9. sezon „The Walking Dead” ma być zupełnie nowym serialem

Finał 8. sezonu „The Walking Dead” ma zakończyć pewien etap w historii grupy ocalałych w świecie pełnym zombie. Kolejne odcinki mają odmienić oblicze serialu.
Serial „The Walking Dead” jest już na antenie stacji AMC od 8 lat. Mimo że powoli zbliżamy się do finału 8. sezonu, nic nie zapowiada końca produkcji o żywych trupach. Twórcy mają w planach kontynuowanie serialu przez kolejne kilkanaście lat. Jak uniknąć zmęczenia materiału? Wygląda na to, że Scott M. Gimple ma sposób na to, jak zachęcić widzów do dalszego śledzenia przygód grupy walczącej o przetrwanie w świecie pełnym zombie? Zmienić charakter serialu. Nowa odsłona „The Walking Dead” ma się pojawić już w 9. sezonie.
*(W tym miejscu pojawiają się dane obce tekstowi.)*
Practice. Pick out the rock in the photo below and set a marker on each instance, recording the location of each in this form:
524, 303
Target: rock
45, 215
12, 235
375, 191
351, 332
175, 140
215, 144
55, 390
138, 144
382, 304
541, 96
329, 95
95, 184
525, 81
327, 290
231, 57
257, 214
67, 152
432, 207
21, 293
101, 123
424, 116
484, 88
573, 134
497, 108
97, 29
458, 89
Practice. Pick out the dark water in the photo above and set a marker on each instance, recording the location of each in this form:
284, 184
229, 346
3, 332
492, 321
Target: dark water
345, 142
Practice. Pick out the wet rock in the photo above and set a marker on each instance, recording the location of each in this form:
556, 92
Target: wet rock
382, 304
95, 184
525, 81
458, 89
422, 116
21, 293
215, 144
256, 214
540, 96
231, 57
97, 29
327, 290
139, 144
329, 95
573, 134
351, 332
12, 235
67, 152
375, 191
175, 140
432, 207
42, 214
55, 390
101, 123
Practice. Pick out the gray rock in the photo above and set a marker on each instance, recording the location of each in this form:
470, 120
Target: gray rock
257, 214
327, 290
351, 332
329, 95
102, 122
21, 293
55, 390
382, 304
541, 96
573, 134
„The Walking Dead” 9. - co zmieni się w serialu?
Finał 8. sezonu to konkluzja konfliktu między ludźmi Negana i grupą Ricka. W końcu dojdzie do wielkiej bitwy między oboma frakcjami. Po tym wydarzeniu charakter serialu ma ulec przeobrażeniu w coś, czego widzowie jeszcze nie widzieli. Gimple zdradził kilka szczegółów w rozmowie z Entertainment Weekly.
Ten serial w kolejnym roku będzie w zasadzie nowym serialem z większą, inną narracją. Byłem z tego powodu bardzo podekscytowany już podczas pracy nad 8. sezonem. Więc coś dużego wisi w powietrzu - pewien rodzaj konkluzji, do której zmierzamy. To będzie bardzo dziwny rytuał przejścia dla wszystkich.
Ze słów showrunnera „The Walking Dead” wynika, że koniec 8. sezonu zamknie o wiele więcej wątków, niż tylko konflikt pomiędzy Rickiem i Neganem. Poza tym twórcy zapowiedzieli, że finał ma być spektakularny i zaskoczy niejednego widza. Co wydarzy się w 9. sezonie serialu? Być może chodzi o spory skok w przyszłość, podobnie jak w komiksach Roberta Kirkmana? Dowiemy się za kilka miesięcy. Obecnie trwają prace nad kontynuacją „The Walking Dead”, ale nie zdradzono jeszcze daty premiery pierwszego odcinka.